Xenopus Xp54 and Human RCK/p54 Helicases Functionally Replace Yeast Dhh1p in Brome Mosaic Virus RNA Replication

Isabel Alves-Rodrigues 1, Antonio Mas 1,2, Juana Díez 1,*
PMCID: PMC1866127  PMID: 17301158

Abstract

By using a Brome mosaic virus (BMV)-Saccharomyces cerevisiae system, we previously showed that the cellular Lsm1p-7p/Pat1p/Dhh1p decapping-activator complex functions in BMV RNA translation and replication. As a first approach in investigating whether the corresponding human homologues play a similar role, we expressed human Lsm1p (hLsm1p) and RCK/p54 in yeast.

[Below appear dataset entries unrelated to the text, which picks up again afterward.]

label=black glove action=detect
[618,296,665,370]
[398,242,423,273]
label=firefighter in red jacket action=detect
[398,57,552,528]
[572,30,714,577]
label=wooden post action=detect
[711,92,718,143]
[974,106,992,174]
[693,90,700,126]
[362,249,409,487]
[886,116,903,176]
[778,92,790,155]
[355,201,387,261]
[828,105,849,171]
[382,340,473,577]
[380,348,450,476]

Expression of RCK/p54 but not hLsm1p restored the defect in BMV RNA translation and replication observed in the dhh1Δ and lsm1Δ strains, respectively. This functional conservation, together with the common replication strategies of positive-stranded RNA viruses, suggests that RCK/p54 may also play a role in the replication of positive-stranded RNA viruses that infect humans.

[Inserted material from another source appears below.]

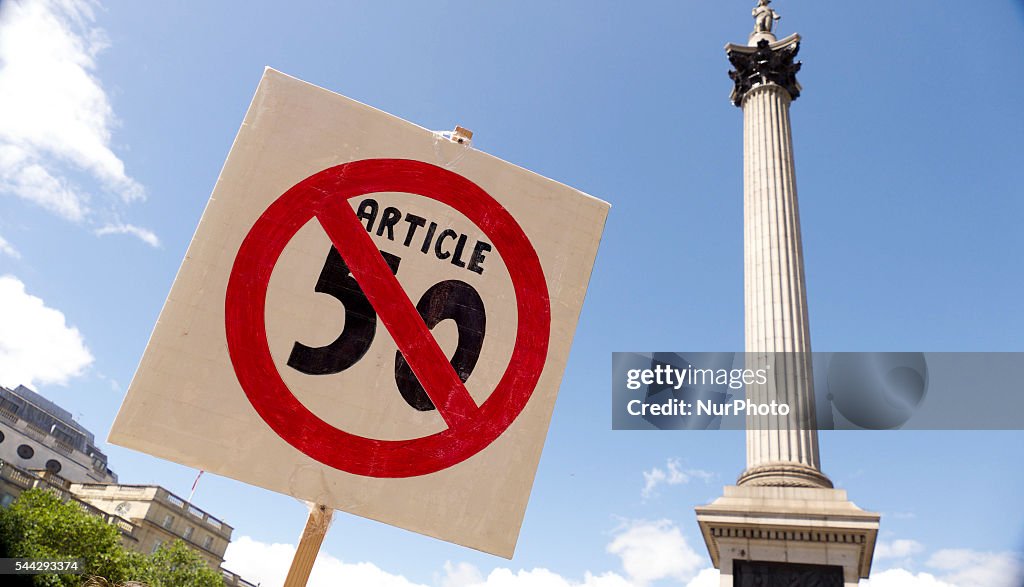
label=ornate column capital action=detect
[725,35,802,107]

The group of positive-stranded RNA viruses includes major human pathogens such as hepatitis C virus and severe acute respiratory syndrome coronavirus. Since positive-stranded RNA viruses do not encapsidate the viral polymerase, upon entering the cell the viral RNA is first translated to produce viral replicases. Then, the viral RNA is recruited to membrane-associated replication complexes and used as a template for replication. This transition from translation to replication is a key step mediated by viral proteins as well as host factors (9, 15).

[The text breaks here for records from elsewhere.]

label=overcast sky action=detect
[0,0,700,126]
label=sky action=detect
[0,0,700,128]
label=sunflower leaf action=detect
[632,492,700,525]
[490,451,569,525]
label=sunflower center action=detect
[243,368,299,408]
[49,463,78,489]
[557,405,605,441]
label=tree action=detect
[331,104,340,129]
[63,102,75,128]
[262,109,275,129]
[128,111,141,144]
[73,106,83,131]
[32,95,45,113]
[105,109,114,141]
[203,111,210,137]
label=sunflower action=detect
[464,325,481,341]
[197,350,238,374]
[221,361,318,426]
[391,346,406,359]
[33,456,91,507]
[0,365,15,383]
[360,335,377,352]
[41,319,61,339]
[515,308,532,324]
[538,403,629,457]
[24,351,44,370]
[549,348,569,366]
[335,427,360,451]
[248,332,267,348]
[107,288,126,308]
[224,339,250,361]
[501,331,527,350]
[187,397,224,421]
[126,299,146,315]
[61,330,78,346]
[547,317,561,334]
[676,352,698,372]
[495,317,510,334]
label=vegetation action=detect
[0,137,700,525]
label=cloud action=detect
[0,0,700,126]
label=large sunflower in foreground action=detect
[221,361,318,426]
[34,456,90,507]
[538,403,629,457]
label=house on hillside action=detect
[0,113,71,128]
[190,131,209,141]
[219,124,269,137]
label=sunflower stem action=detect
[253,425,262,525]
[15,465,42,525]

The replication of Brome mosaic virus (BMV) in the yeast Saccharomyces cerevisiae is a well-established model system for studying common steps of positive-stranded RNA virus biology in a relatively simple genetic background (12). BMV is a plant virus with a tripartite positive-stranded RNA genome (1). RNA1 and RNA2 encode the replicases 1a, a helicase, and 2a, the polymerase. In the absence of 2a, 1a recruits the BMV positive-stranded RNA templates out of translation and into the endoplasmic reticulum, the site of replication. This recruitment dramatically increases the stability and accumulation of BMV positive-stranded RNAs (2, 11, 22). Finally, RNA3 encodes the movement and the capsid proteins. In this system, translation effects can easily be measured by following the translation efficiency of BMV RNA2 via Western blotting with 2a-specific antibodies (17), while recruitment of the viral RNA out of translation for replication can be studied via 1a-dependent RNA3 accumulation in Northern blots (12, 15, 19, 20).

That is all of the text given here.